Analysis of continuous 24-hour intraocular pressure patterns in glaucoma

Abstract

Purpose: To present a method to analyze circadian intraocular pressure (IOP) patterns in glaucoma patients and suspects undergoing repeated continuous 24-hour IOP monitoring.

Methods: Forty patients with established (n = 19) or suspected glaucoma (n = 21) underwent ambulatory 24-hour IOP monitoring on two sessions 1 week apart using a contact lens sensor (CLS). The CLS provides its output in arbitrary units (a.u.). A modified cosinor rhythmometry method was adapted to the CLS output to analyze 24-hour IOP patterns and their reproducibility. Nonparametric tests were used to study differences between sessions 1 and 2 (S1 and S2). Patients pursued their routine daily activities and their sleep was uncontrolled.
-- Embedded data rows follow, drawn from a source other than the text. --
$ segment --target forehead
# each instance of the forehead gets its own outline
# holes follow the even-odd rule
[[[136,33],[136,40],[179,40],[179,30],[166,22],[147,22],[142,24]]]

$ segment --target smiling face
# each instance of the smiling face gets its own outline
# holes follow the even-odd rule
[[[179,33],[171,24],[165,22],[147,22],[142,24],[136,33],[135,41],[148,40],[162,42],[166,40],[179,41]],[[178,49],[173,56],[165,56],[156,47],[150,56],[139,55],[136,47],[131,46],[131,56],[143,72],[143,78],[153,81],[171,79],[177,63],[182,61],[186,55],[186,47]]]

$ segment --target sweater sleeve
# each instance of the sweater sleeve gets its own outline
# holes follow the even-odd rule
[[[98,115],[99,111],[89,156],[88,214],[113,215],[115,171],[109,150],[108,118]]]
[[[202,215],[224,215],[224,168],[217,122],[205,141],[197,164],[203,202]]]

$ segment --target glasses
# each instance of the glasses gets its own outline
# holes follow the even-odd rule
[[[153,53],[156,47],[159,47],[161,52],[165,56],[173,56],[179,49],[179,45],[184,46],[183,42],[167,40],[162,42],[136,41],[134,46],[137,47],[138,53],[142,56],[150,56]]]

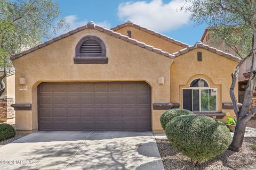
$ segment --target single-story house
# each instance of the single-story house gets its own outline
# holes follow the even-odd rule
[[[159,117],[174,108],[225,121],[239,62],[131,21],[111,29],[89,22],[11,60],[16,127],[27,132],[162,132]]]

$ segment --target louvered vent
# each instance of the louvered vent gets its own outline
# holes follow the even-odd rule
[[[100,44],[94,40],[90,39],[84,41],[80,48],[80,53],[101,53]]]

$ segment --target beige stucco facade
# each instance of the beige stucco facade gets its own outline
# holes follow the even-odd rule
[[[198,52],[202,52],[202,61],[197,61]],[[196,49],[175,57],[170,69],[171,103],[179,103],[182,108],[182,89],[189,88],[193,80],[203,78],[211,88],[217,89],[217,112],[234,114],[232,110],[222,109],[222,103],[231,101],[231,73],[237,64],[236,62],[204,49]],[[235,91],[237,91],[237,88]],[[226,119],[224,117],[221,121],[224,122]]]
[[[146,32],[136,33],[133,27],[126,29],[128,28],[133,31],[132,38],[151,46],[156,45],[157,48],[172,52],[183,48],[155,39],[155,36]],[[97,36],[103,41],[108,64],[74,64],[76,46],[87,35]],[[203,53],[202,62],[197,61],[198,51]],[[15,103],[32,106],[31,110],[16,111],[17,129],[28,131],[37,130],[37,87],[43,82],[145,81],[151,88],[152,104],[179,103],[182,108],[182,89],[187,87],[194,78],[203,78],[211,87],[218,89],[218,112],[227,111],[222,109],[221,104],[231,102],[230,74],[237,63],[203,49],[173,58],[97,30],[87,29],[29,53],[13,60],[16,72]],[[158,83],[158,77],[164,78],[163,84]],[[26,78],[26,84],[20,84],[20,78]],[[27,90],[20,90],[20,87],[23,86]],[[163,132],[159,117],[164,111],[153,109],[151,106],[151,130],[154,132]]]

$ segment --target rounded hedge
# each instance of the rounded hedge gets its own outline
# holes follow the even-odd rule
[[[160,122],[161,122],[162,127],[165,130],[166,124],[173,118],[181,115],[191,114],[194,114],[192,112],[186,109],[177,108],[168,110],[164,112],[161,115],[161,117],[160,117]]]
[[[15,134],[12,125],[7,123],[0,124],[0,141],[14,137]]]
[[[173,148],[197,163],[222,154],[232,140],[224,124],[196,115],[173,118],[166,125],[165,133]]]

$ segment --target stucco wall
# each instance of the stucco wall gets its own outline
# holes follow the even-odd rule
[[[125,27],[116,30],[115,31],[126,36],[127,30],[132,31],[132,37],[131,38],[153,46],[154,47],[162,49],[163,50],[166,52],[173,53],[184,48],[184,47],[180,46],[177,44],[171,42],[131,26]]]
[[[12,98],[15,96],[15,74],[6,76],[7,95]]]
[[[197,52],[202,52],[202,61],[197,61]],[[197,78],[205,79],[210,88],[217,88],[217,112],[223,110],[222,103],[231,102],[229,88],[234,72],[238,63],[204,49],[196,49],[173,60],[170,69],[170,101],[179,103],[182,108],[182,90],[188,88],[192,80]],[[237,91],[237,86],[235,91]],[[237,93],[236,93],[237,96]],[[225,121],[226,117],[222,120]]]
[[[108,64],[75,64],[76,44],[84,36],[101,38]],[[95,30],[84,30],[13,61],[15,68],[16,103],[31,103],[32,110],[16,112],[18,130],[37,129],[37,86],[44,81],[142,81],[152,89],[152,103],[170,102],[170,67],[172,60]],[[163,76],[165,83],[157,83]],[[27,90],[19,90],[26,78]],[[152,129],[161,130],[162,112],[152,110]]]
[[[210,39],[207,39],[207,40],[206,41],[206,36],[208,36],[208,35],[209,35],[210,36]],[[222,41],[218,44],[215,44],[212,42],[213,39],[213,35],[210,33],[210,31],[207,31],[205,34],[205,36],[204,37],[204,39],[203,40],[202,42],[204,44],[208,45],[210,46],[217,48],[217,49],[222,50],[225,53],[231,54],[234,55],[237,55],[236,52],[235,52],[235,51],[232,48],[228,47],[223,41]],[[239,46],[237,47],[237,48],[238,49],[241,49],[241,47],[239,47]],[[251,65],[251,61],[250,60],[245,61],[244,63],[243,63],[243,64],[241,65],[238,73],[238,82],[246,80],[246,79],[244,78],[243,73],[244,73],[248,70],[250,70]]]

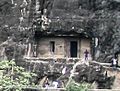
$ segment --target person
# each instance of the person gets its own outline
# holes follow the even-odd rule
[[[66,73],[66,69],[67,69],[66,66],[62,69],[62,74],[63,74],[63,75]]]
[[[86,49],[85,52],[84,52],[85,60],[88,60],[88,54],[89,54],[89,52],[88,52],[88,50]]]
[[[58,87],[58,82],[57,81],[53,81],[53,86],[54,86],[54,88],[57,88]]]
[[[116,58],[112,59],[112,66],[117,67],[117,59]]]

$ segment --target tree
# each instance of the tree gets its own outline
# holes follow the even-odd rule
[[[66,86],[67,91],[88,91],[90,84],[77,83],[72,78],[69,79],[69,83]]]
[[[22,91],[23,88],[34,86],[32,77],[36,74],[25,71],[11,60],[0,61],[0,88],[2,91]]]

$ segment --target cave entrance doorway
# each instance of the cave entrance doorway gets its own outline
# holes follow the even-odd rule
[[[77,57],[78,43],[77,41],[70,41],[70,57]]]

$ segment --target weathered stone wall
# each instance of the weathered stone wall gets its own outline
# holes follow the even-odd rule
[[[52,53],[50,51],[50,42],[55,42],[55,52]],[[82,38],[72,38],[72,37],[43,37],[39,40],[38,43],[38,57],[43,58],[64,58],[71,57],[70,56],[70,42],[77,42],[77,57],[83,58],[84,52],[87,49],[91,51],[91,40],[90,39],[82,39]]]

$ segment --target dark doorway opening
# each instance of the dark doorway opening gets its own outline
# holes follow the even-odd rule
[[[70,42],[70,57],[77,57],[77,41]]]

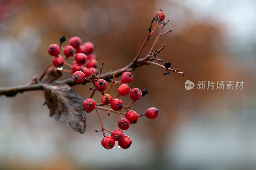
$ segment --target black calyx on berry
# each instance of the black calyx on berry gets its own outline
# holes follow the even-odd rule
[[[168,70],[168,68],[171,67],[171,63],[169,61],[165,62],[165,63],[164,63],[164,67],[166,68],[166,70]]]
[[[60,38],[60,42],[61,44],[65,42],[65,41],[66,41],[66,37],[65,35],[62,35]]]
[[[142,93],[141,97],[144,96],[146,95],[146,94],[148,94],[148,89],[145,89],[143,90],[141,92],[141,93]]]

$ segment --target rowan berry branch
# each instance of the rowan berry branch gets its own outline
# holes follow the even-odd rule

CLS data were used to assess sleep times.

Results: Complete 24-hour data from both sessions were available for 35 patients. Mean (SD) age of the patients was 55.8 ± 15.5 years. The correlation of the cosinor fitting and measured CLS values was r = 0.38 (Spearman r; P < 0.001) for S1, r = 0.50 (P < 0.001) for S2, whereas the correlation between S1 and S2 cosinor fittings was r = 0.76 (P < 0.001). Repeated nocturnal acrophase was seen in 62.9% of patients; 17.1% of patients had no repeatable acrophase. The average amplitude of the 24-hour curve was 143.6 ± 108.1 a.u. (S1) and 130.8 ± 68.2 a.u. (S2) (P = 0.936).

Conclusions: Adapting the cosinor method to CLS data is a useful way for modeling the rhythmic nature of 24-hour IOP patterns and evaluating their reproducibility. Repeatable nocturnal acrophase was seen in 62.9% of patients. (ClinicalTrials.gov number, NCT01319617.).

Conflict of interest statement

Disclosure: K. Mansouri, Sensimed AG (C); J.H.K. Liu, Sensimed AG (F); R.N. Weinreb, Sensimed AG (C); A. Tafreshi, None; F.A. Medeiros, Sensimed AG (F)

Figures

Figure 1.

(A) Example of the raw data obtained from 24-hour IOP curves from the same eye during sessions 1 (yellow) and 2 (blue). (B) Cosinor rhythmometry fitting of the same curves for session 1 and session 2. The predictive value of the cosinor fitting on CLS data was r = 0.87 (P < 0.001) and r = 0.90 (P < 0.001) for sessions 1 and 2, respectively.

Figure 1

Continued.

Figure 2

Cosinor rhythmometry modeling of average circadian IOP patterns of the entire study group (n = 35), by session. (A) Session 1 (S1): Bars indicate SEM. The equations' parameters were calculated as: y(t) = 104.11 + 79.90 × cos[(2π/24) × time] + 64.71 × sin[(2π/24) × time]. (B) Session 2 (S2): The equations' parameters were calculated as: y(t) = 82.79 + 74.39 × cos[(2π/24) × time] + 73.71 × sin[(2π/24) × time]. Units on the y-axis correspond to mV. The increased variability at the end of the monitoring is assumed to be due to the increase in manipulation of the globe to remove a tightly fitting CLS in a few patients, which may have produced an artifactual signal rise. Also, the error bars increase because there are fewer data points available because not all patients' sessions lasted exactly the same time.

Figure 3.

Examples of pattern types of 24-hour curves. (A) Nocturnal acrophase. (B) No significant acrophase. (C) Low amplitude. (D) Nonmatching acrophases. There was no case of repeated diurnal acrophase in this series.

Figure 4.

Estimated 24-hour IOP rhythms in the habitual body positions. The clock time of the cosinor rhythmometry-derived acrophase (phase timing) is shown with the amplitude in the radial scale (in arbitrary units [a.u.]). Three individuals' measurements are not included due to high outlier a.u. values. Their acrophases and amplitudes were 0:22, 579 a.u.; 0:43, 427 a.u.; and 22:28, 328 a.u., respectively.